More significantly, by continuing to propagate the Zoroastrian idea of ‘evil’ as an abstract force, purposefully at work in the universe and inimical to mankind’s wellbeing, not only did Christianity acquire for itself a greater purpose – to fight this evil wherever it appeared – it arguably unleashed upon the world an evil far greater than any mankind had previously known. For once identified, the work of the Devil could be found almost anywhere, from the most innocent remark to the most innocuous transgression. And from the Spanish Inquisition to the Salem Witch Trials, there has never been any shortage of those willing, not only to drive it out, but to acquiesce in the appalling inhumanity to which this insane and unfalsifiable view of the world invariably gives rise. 
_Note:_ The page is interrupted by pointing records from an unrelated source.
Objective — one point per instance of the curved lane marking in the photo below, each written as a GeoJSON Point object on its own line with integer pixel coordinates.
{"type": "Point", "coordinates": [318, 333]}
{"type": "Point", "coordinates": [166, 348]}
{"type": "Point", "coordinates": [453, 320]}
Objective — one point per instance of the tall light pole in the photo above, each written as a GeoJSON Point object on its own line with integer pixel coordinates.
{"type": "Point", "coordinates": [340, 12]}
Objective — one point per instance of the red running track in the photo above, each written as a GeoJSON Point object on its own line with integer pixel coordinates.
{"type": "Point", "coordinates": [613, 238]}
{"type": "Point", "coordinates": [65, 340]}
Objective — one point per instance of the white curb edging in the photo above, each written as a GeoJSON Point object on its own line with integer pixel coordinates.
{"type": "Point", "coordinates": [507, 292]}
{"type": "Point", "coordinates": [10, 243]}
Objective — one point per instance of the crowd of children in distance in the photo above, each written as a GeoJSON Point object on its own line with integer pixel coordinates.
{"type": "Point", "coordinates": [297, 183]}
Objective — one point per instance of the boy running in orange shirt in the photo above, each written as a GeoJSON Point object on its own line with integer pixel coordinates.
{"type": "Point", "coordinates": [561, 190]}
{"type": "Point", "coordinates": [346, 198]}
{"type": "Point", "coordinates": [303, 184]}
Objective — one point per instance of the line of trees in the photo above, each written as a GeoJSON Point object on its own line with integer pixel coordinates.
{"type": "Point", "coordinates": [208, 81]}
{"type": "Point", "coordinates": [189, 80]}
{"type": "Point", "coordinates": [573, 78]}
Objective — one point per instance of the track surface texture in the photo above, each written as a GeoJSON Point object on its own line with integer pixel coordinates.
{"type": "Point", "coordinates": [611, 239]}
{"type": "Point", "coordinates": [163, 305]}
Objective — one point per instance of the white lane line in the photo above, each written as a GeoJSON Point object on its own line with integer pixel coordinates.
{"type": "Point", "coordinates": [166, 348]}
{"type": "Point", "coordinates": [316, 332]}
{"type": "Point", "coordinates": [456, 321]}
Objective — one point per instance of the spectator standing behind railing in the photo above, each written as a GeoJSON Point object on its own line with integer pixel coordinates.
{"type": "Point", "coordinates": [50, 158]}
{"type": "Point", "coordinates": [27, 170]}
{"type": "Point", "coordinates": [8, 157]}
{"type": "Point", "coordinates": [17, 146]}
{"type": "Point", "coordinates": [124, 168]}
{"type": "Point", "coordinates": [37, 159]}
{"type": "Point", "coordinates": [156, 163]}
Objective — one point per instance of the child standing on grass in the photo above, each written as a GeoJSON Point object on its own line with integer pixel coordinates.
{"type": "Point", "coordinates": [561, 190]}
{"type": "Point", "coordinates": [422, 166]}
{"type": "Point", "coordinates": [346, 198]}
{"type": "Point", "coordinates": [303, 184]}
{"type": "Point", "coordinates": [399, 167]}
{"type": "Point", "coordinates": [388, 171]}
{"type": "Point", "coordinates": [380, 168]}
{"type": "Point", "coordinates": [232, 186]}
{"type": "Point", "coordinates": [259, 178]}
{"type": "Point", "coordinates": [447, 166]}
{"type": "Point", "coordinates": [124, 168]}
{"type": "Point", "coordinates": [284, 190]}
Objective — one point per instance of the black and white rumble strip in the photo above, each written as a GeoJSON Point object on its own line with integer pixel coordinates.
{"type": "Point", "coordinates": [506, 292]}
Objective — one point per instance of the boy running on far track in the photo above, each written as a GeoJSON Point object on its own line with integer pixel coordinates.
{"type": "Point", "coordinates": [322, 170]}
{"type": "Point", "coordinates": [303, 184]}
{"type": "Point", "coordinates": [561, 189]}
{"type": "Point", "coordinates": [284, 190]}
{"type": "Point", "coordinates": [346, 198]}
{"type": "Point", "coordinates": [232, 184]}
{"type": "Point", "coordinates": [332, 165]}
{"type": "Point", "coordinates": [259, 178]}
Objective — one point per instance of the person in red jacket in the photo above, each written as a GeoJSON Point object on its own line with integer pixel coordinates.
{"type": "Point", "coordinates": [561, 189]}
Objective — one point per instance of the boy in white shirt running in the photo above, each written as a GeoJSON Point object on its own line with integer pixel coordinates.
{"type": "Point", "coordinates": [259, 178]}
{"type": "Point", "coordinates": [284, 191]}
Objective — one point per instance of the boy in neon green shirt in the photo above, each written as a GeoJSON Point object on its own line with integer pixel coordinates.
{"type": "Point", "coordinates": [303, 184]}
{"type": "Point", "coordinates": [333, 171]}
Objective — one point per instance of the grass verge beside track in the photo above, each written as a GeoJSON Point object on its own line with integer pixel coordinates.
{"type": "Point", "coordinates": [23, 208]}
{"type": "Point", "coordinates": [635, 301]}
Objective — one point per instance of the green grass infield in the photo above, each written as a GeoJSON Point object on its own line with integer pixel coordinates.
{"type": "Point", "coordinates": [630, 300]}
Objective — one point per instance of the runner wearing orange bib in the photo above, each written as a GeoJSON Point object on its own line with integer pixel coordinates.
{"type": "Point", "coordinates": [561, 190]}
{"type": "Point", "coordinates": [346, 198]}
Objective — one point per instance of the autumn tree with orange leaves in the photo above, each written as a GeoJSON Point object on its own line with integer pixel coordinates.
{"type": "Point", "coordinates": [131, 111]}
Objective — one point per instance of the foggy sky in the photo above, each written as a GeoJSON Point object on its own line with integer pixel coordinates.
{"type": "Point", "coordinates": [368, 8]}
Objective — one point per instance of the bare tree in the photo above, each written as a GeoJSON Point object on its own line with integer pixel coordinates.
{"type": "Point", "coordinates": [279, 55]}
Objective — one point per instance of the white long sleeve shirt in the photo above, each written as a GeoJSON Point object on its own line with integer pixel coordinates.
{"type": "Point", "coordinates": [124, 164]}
Of course, that is all now behind us. In Britain, at least we are unlikely to see another woman burnt as a witch any time soon. The Zoroastrian legacy, however, with its dualistic cosmology of good and evil, is still very much with us. It is carved into the stonework of all our medieval churches and embedded forever in the iconography of most of our religious art. It is the subliminal message that consistently runs through the last two thousands of our culture. From Milton to T. S. Eliot, it infuses our most quoted poetry. It is built into the language, as part of our depth grammar. But most of all, it is at the centre of a mindset which allows us to regard those once demonised with a particular label as outside our concern or pity. We don’t, of course, call them witches any more. The most favoured term today is ‘terrorist’. But with a few contextual changes, it means more or less the same thing. It means that, motivated by pure evil, the person so labelled cannot be understood or reasoned with. Outside the scope of our human understanding – and therefore beyond the reach of our empathy – he is thus, in our eyes, essentially inhuman, and can make no claim upon our humanity. We are therefore free to imprison him without charge on an indefinite basis, subject him to torture – euphemistically renamed, of course – and ultimately murder him without the benefit of any judicial process: a fate that has befallen many more than just Osama bin Laden. Indeed, it makes one wonder what the peacemaker from Galilee would have made of it all, particularly the fact that, after two thousand years, we still haven’t learnt that by treating others as non-human, it is we who ultimately become the monsters. And it is this failure, I believe, that is the real and most enduring legacy of Zoroastrianism: that in forging Christianity as has come down to us, it effectively pushed aside or overshadowed the one teachings it had worth learning.